0

I have a really large table (8M rows) that I need to import in R on which I will be doing some processing. Problem is when I try to bring it in R using the DBI package I get an error

My code is below

options(java.parameters = "-Xmx8048m") 
psql.jdbc.driver <- "../postgresql-42.2.1.jar"
jdbc.url <- "jdbc:postgresql://server_url:port"
pgsql <- JDBC("org.postgresql.Driver", psql.jdbc.driver, "`")
con <- dbConnect(pgsql, jdbc.url, user="", password= '')
tbl <- dbGetQuery(con, "SELECT * FROM my_table;")

And the error I get is

Error in .verify.JDBC.result(r, "Unable to retrieve JDBC result set for ",  : 
Unable to retrieve JDBC result set for SELECT * FROM my_table; (Ran out of memory retrieving query results.) 

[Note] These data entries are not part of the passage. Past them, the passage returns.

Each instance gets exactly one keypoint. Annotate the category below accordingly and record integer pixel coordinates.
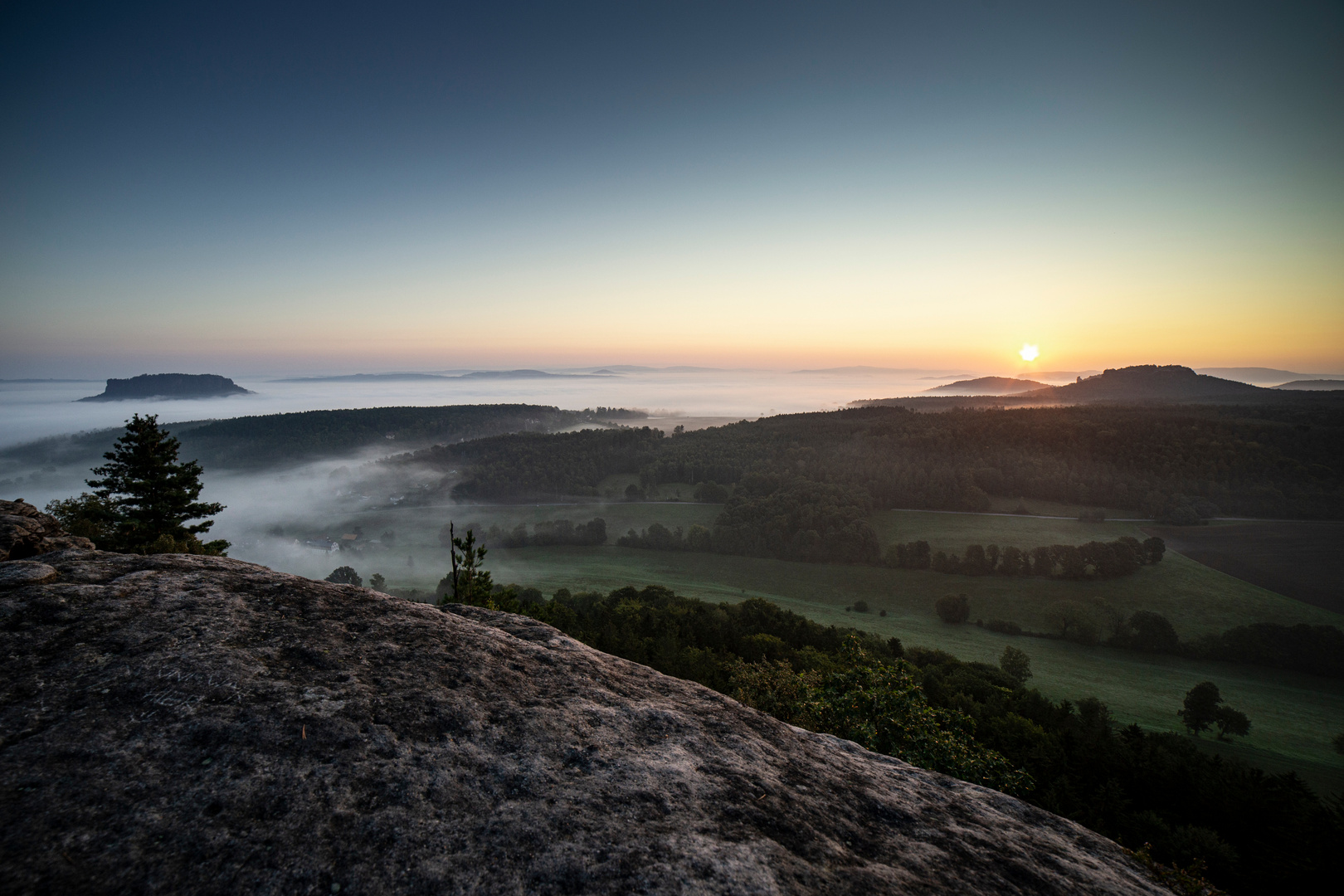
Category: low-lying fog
(37, 410)
(281, 518)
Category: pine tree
(468, 582)
(152, 496)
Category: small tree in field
(1016, 664)
(468, 581)
(1200, 707)
(1230, 722)
(149, 497)
(953, 607)
(346, 575)
(1203, 711)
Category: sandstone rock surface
(186, 724)
(26, 531)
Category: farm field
(1298, 559)
(1293, 716)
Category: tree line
(1092, 561)
(1177, 464)
(788, 520)
(1315, 649)
(1252, 832)
(543, 533)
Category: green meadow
(1293, 715)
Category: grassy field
(1293, 716)
(1298, 559)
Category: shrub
(953, 607)
(1016, 664)
(346, 575)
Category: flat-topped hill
(168, 386)
(1149, 383)
(201, 724)
(986, 386)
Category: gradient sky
(355, 187)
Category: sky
(316, 188)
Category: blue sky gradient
(336, 187)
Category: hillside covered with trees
(1248, 830)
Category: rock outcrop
(26, 531)
(201, 724)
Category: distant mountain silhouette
(1148, 383)
(173, 386)
(1312, 386)
(986, 386)
(1144, 383)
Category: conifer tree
(151, 496)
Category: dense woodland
(1253, 832)
(1175, 464)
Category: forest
(1177, 464)
(1248, 830)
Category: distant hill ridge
(1142, 383)
(1312, 386)
(988, 386)
(171, 386)
(1148, 382)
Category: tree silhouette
(151, 496)
(1203, 711)
(468, 582)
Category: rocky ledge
(205, 726)
(26, 531)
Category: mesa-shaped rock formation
(201, 724)
(168, 386)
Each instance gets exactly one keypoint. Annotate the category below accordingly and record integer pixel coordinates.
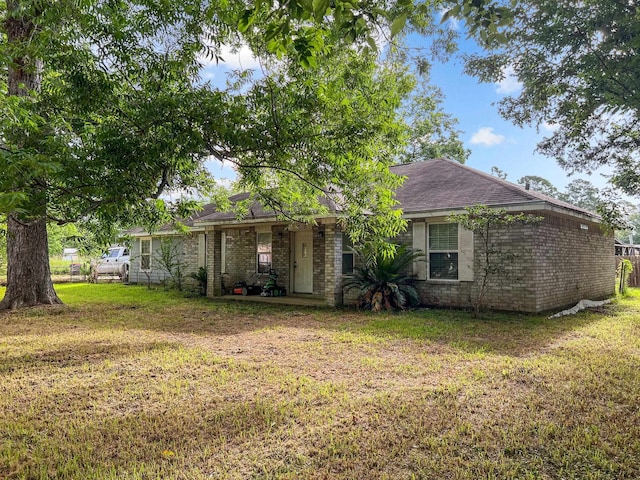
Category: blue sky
(492, 140)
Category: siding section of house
(186, 253)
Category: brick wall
(573, 262)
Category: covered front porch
(307, 260)
(298, 300)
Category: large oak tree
(104, 112)
(579, 67)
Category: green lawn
(128, 383)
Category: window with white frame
(264, 251)
(347, 255)
(443, 251)
(145, 254)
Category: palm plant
(384, 280)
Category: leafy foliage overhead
(121, 117)
(384, 281)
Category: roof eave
(511, 207)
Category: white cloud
(485, 136)
(509, 82)
(239, 58)
(550, 127)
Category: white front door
(303, 266)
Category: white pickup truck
(114, 261)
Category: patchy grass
(128, 383)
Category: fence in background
(634, 278)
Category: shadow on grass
(129, 307)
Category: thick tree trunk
(28, 273)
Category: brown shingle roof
(447, 185)
(430, 186)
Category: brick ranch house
(559, 261)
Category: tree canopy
(580, 75)
(105, 112)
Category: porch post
(214, 248)
(333, 265)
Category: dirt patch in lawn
(157, 386)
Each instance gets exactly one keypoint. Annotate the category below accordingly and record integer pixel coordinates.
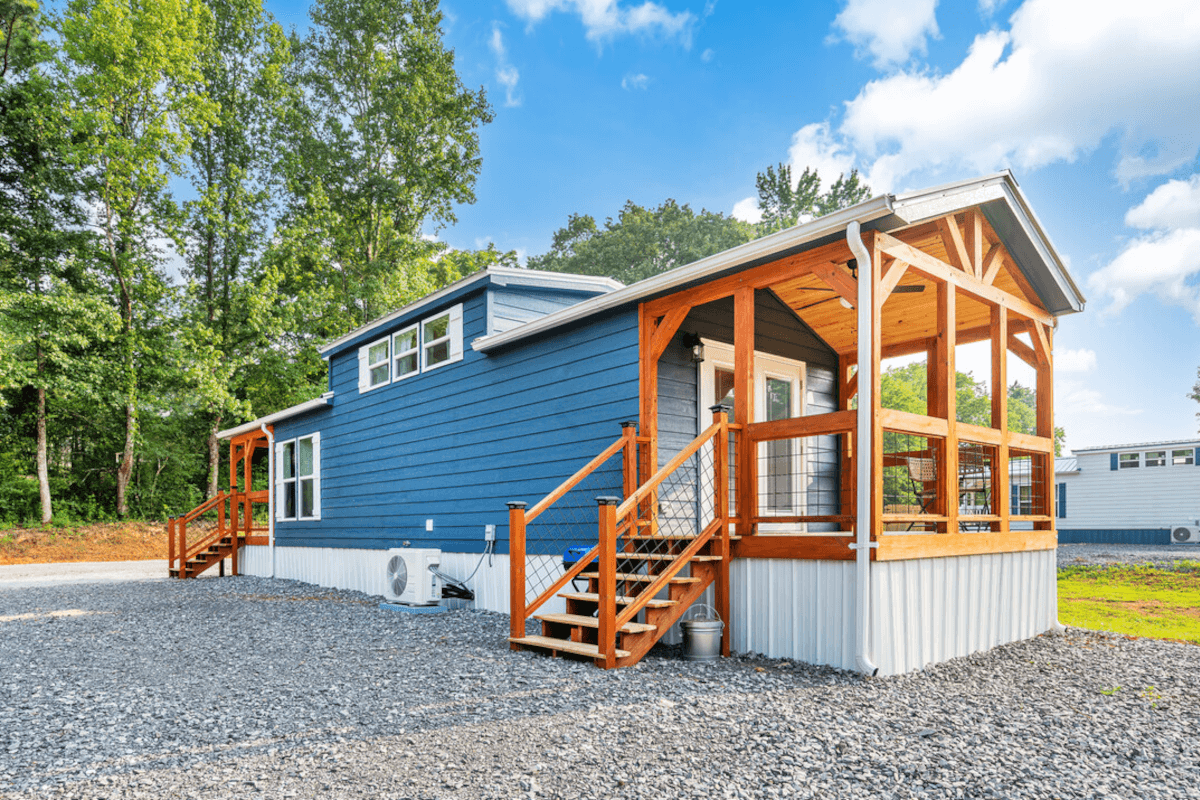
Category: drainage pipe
(270, 489)
(865, 493)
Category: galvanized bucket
(702, 637)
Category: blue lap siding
(455, 444)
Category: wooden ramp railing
(657, 551)
(211, 541)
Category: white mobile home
(1133, 493)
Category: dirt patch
(112, 541)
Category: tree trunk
(43, 473)
(214, 458)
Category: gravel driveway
(249, 687)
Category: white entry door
(779, 395)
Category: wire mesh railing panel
(802, 477)
(568, 529)
(912, 480)
(1027, 483)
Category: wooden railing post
(606, 635)
(516, 570)
(721, 511)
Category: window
(429, 344)
(442, 338)
(405, 346)
(298, 482)
(375, 365)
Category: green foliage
(641, 242)
(785, 203)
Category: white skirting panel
(922, 611)
(361, 570)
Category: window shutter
(277, 477)
(364, 373)
(456, 332)
(316, 475)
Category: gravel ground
(249, 687)
(1163, 555)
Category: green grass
(1134, 600)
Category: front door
(779, 395)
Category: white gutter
(863, 542)
(295, 410)
(270, 489)
(701, 270)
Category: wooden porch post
(743, 407)
(721, 509)
(1000, 497)
(516, 570)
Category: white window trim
(415, 328)
(454, 335)
(365, 365)
(293, 483)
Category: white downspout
(865, 433)
(270, 489)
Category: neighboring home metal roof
(999, 196)
(270, 419)
(1066, 465)
(1140, 445)
(498, 275)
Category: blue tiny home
(714, 433)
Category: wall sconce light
(691, 341)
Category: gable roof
(999, 197)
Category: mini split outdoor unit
(1186, 535)
(409, 578)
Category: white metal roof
(887, 211)
(270, 419)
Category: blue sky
(1095, 106)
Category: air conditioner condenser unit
(409, 578)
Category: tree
(241, 65)
(641, 242)
(384, 140)
(133, 74)
(785, 203)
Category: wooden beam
(940, 271)
(955, 248)
(894, 547)
(839, 281)
(991, 263)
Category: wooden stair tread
(564, 645)
(621, 601)
(592, 621)
(642, 578)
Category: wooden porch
(937, 487)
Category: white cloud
(1049, 89)
(747, 210)
(1067, 360)
(505, 72)
(1175, 204)
(889, 31)
(606, 19)
(639, 80)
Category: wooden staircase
(575, 632)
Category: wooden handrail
(661, 475)
(574, 480)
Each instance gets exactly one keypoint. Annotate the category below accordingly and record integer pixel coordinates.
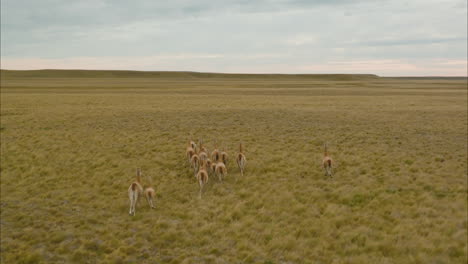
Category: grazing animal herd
(203, 166)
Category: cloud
(239, 32)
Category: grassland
(71, 140)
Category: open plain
(72, 140)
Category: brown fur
(220, 170)
(241, 160)
(202, 177)
(215, 153)
(134, 192)
(224, 157)
(195, 163)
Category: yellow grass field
(71, 142)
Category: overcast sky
(388, 38)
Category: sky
(383, 37)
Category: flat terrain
(71, 142)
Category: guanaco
(220, 171)
(134, 192)
(150, 193)
(241, 160)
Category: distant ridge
(168, 74)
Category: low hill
(169, 74)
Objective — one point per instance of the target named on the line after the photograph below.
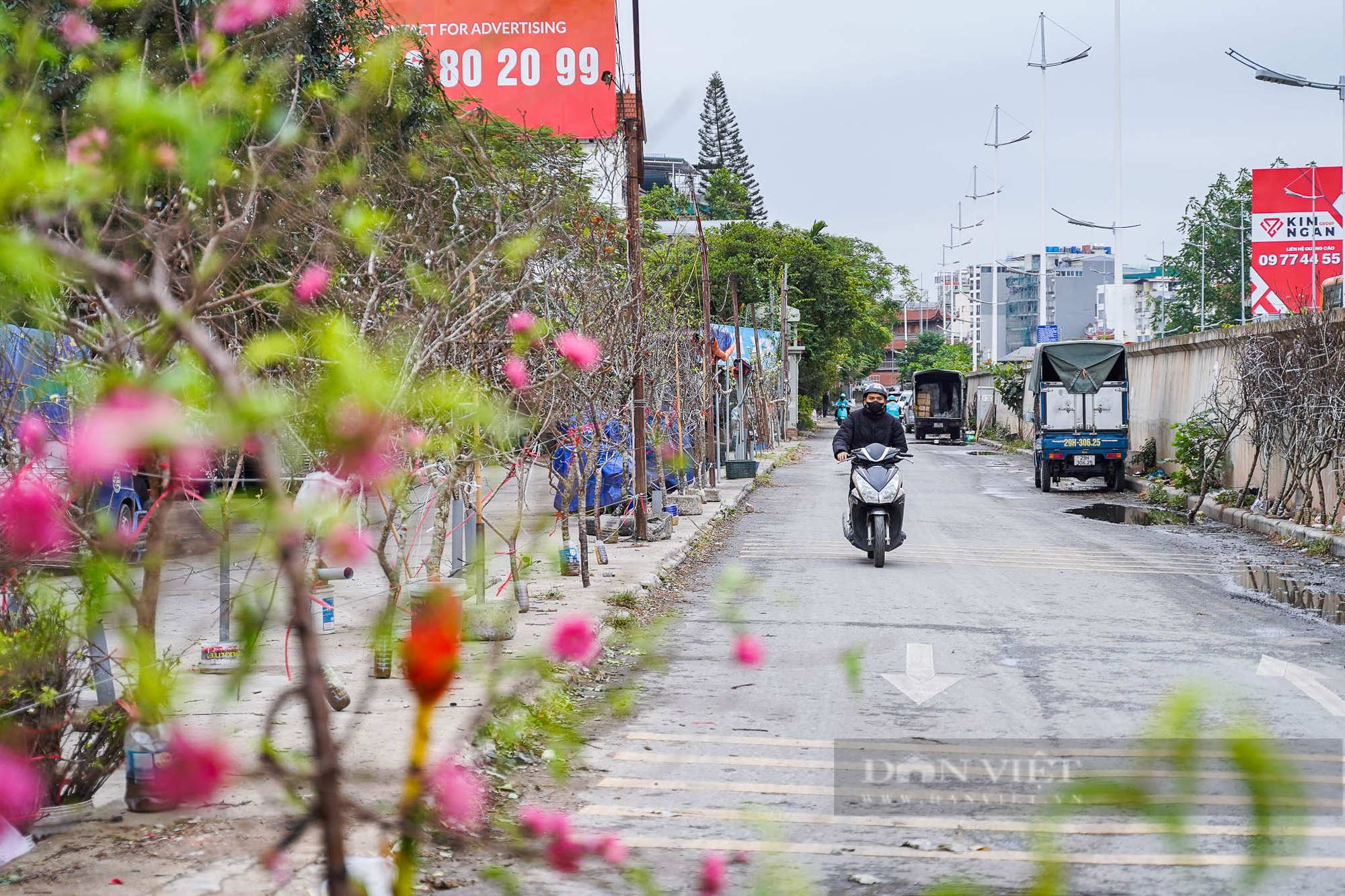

I can understand its because the result set is too big but I am not sure how to retrieve it by batches instead of all of it together. I have tried using dBSendQuery, dbReadTable and dbGetQuery all of them give the same error.

Any help would be appreciated!

Jonathan Leffler
  • 730,956
  • 141
  • 904
  • 1,278
  • `"SELECT * FROM my_table FETCH FIRST 1000 ROWS ONLY;"` ? – David Klotz Feb 07 '18 at 15:44
  • Hey @DavidKlotz I can fetch the data if I subset it but I want the entire chuck (all 8M rows) in a dataframe. This will only get me 1000 rows – Srinivasan Iyer Feb 07 '18 at 15:48
  • Well you just don't have enough memory to do that :). Check out the `dbplyr` package, it will allow you, from R, to do some preprocessing operations on the server side so you can bring only a reasonable amount of data to R – moodymudskipper Feb 07 '18 at 16:30
  • Still, 8M rows is not that much, so check David's suggestion to see if at least it works – moodymudskipper Feb 07 '18 at 16:31

1 Answers1

1

I got it to work by using the RPostgreSQL package instead of the default RJDBC and DBI package. It was able to do a sendQuery and then used fetch recursively to get the data in chunks of 10,000.

main_tbl <- dbFetch(postgres_query, n=-1) #didnt work so tried in chunks 
df<- data.frame()
while (!dbHasCompleted(postgres_query)) {
  chunk <- dbFetch(postgres_query, 10000)
  print(nrow(chunk))
  df = rbind(df, chunk)
}